The data is represented as a graph with labelled directed edges-- for those who don't know graph theory, that's a network of points connected by arrows that come in different types. The different types of arrows (a.k.a. the different labelings of the edges) represent different logical relations between the nodes, which represent single things (of a general sort).
These relations are divided into spatial relations and property relations; spatial relations point to other data-objects (the archtypical spatial relation being "next-to"), while property-relations point to nodes representing values of properties. If the data is a digital photo, for example, the spatial relations would be "above", "below", "right-of", and "left-of". The property relations would be "red" "green" and "blue", and would point to non-data nodes representing every number from 0 to 255. (These number nodes would have their own spatial relations: one-bigger-than and one-smaller-than.)
The first operation on this space is to make models of it. These models are constructed by learning objects in the space. "Learning objects" means recording probabilities for subgraphs (sub-networks). These probabilities can be recorded in various ways. The roughest way would be to use some threshhold, above which an object is considered "salient"-- thus, a model is a list of salient objects. (I've developed some math for deciding this threshold, but I won't go into it.) We can keep more information by actually recording probabilities for objects. We can keep even more by recording probability density functions (which give a probability that each possible probability value is the real probability value). The system works about the same regardless of choice (it just takes longer to process things and gives more accurate results).
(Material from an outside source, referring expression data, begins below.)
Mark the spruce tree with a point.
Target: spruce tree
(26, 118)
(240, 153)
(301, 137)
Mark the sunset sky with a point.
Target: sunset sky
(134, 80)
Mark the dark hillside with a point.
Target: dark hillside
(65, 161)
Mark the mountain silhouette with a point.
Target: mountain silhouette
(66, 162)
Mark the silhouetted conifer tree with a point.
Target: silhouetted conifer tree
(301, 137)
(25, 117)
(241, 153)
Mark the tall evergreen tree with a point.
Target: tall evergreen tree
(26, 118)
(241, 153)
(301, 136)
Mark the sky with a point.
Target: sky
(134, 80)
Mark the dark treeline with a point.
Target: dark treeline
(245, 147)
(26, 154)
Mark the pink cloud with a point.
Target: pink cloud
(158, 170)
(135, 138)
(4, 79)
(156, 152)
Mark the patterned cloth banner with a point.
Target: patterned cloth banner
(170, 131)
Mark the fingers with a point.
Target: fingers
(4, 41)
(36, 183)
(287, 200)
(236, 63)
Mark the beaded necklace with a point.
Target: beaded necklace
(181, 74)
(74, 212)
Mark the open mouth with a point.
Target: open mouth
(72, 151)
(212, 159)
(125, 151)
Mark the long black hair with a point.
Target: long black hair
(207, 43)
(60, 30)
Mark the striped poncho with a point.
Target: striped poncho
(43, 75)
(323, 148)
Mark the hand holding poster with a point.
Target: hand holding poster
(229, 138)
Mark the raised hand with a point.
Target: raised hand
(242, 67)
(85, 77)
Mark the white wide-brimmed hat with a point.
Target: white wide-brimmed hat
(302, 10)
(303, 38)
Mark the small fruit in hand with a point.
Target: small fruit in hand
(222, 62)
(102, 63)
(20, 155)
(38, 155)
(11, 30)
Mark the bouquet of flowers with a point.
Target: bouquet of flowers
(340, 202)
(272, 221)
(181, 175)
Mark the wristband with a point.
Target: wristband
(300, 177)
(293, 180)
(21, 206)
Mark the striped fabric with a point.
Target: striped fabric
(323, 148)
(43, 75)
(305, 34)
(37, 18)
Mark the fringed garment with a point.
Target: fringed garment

Once we construct objects on a data space, we can create a new space in which these objects are the data, and objects on this space can be learned. In other words: once we've used the basic data as peices to put together larger objects, we can use these larger objects as pieces to put together even larger objects, et cetera, iterating on itself continually. So the "first operation" loops back on it's own output.
Models are also considered new data-spaces, the probabilities being the new properties to be predicted. This means that if the system has learned models for multiple comparable data-spaces, it can compare the different resulting models to try to find similarities. Based on these similarities, it can do such things as revise possible inaccuracies in the models (based on discrepencies with the general model patterns) and predict likely models for new spaces. Thus, there is a second way in which the modeling process wraps back on it's own output.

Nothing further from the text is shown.